When Does the Death Penalty Apply in Arizona?

In Arizona, the death penalty may be sought only in crimes of first-degree premeditated murder or for death – felony murder. The felony murder rule in Arizona allows the prosecution of an individual for murder if the death occurs during the commission of certain crimes, even if the person prosecuted did not actually kill the victim.

Thus, all perpetrators may be charged with capital murder even if only one person commits the homicide. These crimes include arson, kidnapping, robbery, sexual assault and child molestation. 

For a person to be sentenced to death, in addition to murder conviction itself, the court must find proof of aggravating circumstances and make the determination that the sentence is the most appropriate punishment under the circumstances. Finally, the defendant must be at least 15 years of age for the State to seek the death penalty.

 Aggravating circumstances for capital murder include:

  • A prior conviction for which a sentence of life imprisonment or death was imposable;
  • A prior serious offense involving the use or threat of violence;
  • Knowingly creating a grave risk of death to others outside of the victim;
  •  Procurement the commission of murder by payment or promise of payment;
  • Murder committed in an especially heinous, cruel, or depraved manner;
  • Murder committed while in the custody of the State Department of Corrections, law enforcement agency or jail;
  • Previous capital conviction or multiple homicides;
  • Murder of a victim under 15 years of age or of a victim 70 years of age or older; and
  • The knowing murder of a law enforcement officer. 
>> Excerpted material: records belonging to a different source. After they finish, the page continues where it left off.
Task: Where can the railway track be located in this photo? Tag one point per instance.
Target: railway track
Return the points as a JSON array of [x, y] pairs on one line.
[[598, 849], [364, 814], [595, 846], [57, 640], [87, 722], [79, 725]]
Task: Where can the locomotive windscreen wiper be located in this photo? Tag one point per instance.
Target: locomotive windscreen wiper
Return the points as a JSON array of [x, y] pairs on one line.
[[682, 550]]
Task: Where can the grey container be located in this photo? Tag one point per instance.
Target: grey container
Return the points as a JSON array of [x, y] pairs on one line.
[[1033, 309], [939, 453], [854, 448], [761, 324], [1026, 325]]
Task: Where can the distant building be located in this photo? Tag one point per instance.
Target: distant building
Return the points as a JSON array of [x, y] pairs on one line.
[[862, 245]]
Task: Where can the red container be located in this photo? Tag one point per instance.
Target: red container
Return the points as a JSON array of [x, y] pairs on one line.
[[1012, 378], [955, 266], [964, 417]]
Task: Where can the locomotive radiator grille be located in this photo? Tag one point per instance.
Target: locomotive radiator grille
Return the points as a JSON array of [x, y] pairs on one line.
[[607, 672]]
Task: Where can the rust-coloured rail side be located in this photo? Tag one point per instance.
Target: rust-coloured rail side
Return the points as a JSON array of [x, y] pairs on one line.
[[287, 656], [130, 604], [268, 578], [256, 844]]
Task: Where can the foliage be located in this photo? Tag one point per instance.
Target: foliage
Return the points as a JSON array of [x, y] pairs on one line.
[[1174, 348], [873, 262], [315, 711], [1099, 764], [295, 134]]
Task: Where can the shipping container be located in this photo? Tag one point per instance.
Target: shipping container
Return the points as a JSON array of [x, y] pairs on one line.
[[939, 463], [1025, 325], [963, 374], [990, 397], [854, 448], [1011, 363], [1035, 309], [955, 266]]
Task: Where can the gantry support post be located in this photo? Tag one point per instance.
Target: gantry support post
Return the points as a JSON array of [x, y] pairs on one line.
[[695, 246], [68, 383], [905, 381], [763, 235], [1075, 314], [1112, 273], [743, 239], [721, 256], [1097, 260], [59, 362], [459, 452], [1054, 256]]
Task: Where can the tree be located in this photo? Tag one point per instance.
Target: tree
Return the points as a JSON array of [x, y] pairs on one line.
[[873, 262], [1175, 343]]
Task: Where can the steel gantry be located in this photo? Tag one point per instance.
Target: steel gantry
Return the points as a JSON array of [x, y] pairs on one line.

According to Craig Orent, a criminal defense lawyer in Phoenix, “The court only needs to find one aggravating circumstance in order to apply the death penalty.

History of Death Penalty Laws in Arizona

Until 1934, Arizona executed prisoners by hanging. The gas chamber replaced this method. From 1962 to 1992, Arizona did not execute any prisoners, due in some part to the 1972 Supreme Court ruling in Furman v. Georgia, that the death penalty violated the 8th Amendment against cruel and unusual punishment, as it was being applied in the states.

In 1992, Arizona voters approved execution by lethal injection. Any person convicted before November 1992 who has been sentenced to death, may choose death by lethal injection.

In 2000, then Arizona Attorney General, Janet Napolitano, created the Capital Case Commission to study the death penalty in Arizona. Arizona has had a checkered history with regard to obtaining and using the drugs needed for death by lethal injection.

In 2011, there was a national shortage of the drugs needed for lethal injection. Arizona attempted to use sodium thiopental imported from India, but the FDA detained the shipment when it arrived at the airport in Phoenix. Arizona then switched from sodium thiopental to pentobarbital. It then began using midazolam, a controversial sedative.

In 2014, after the protracted execution of Joseph Wood, using a two-drug cocktail of midazolam and hydromorphone, a federal judge issued a stay on executions in Arizona. To date, Joseph Wood is the last person to have been executed by the State of Arizona.

The witnesses to that execution were unable to hear Wood’s protracted gasping and choking and so were unaware of the severity of the situation. Wood was given at least 15 doses of the lethal injection cocktail during the approximately 2-hour execution before he expired. This execution gave rise to protracted litigation regarding Arizona’s administering of lethal injection.

Arizona Lawsuit Settlement

In June of 2020, Arizona settled a long-running execution lawsuit, First Amendment Coalition v. Ryan, brought over the lack of transparency in Arizona executions. The case, filed in part in response to the death of Joseph Wood, had been brought by seven death row inmates and a coalition of media organizations challenging Arizona’s execution practices involving:

  • Witnesses to the execution
  • The source and quality of the drugs used, and
  • The qualifications of execution team members inserting intravenous lines into inmates.

As a result of the settlement, the microphones which had previously been turned off are now required to remain on during the execution.

It is believed that this settlement will permanently end the state’s use of midazolam in executions, and will impose limits on the state’s discretion to deviate from its written lethal injection execution procedures, bringing transparency to any further executions. The Arizona Attorney General’s office has requested help from the state’s governor in getting pentobarbital so Arizona could resume executions. 

There are no executions currently scheduled in Arizona although Arizona currently has over 100 inmates on death row.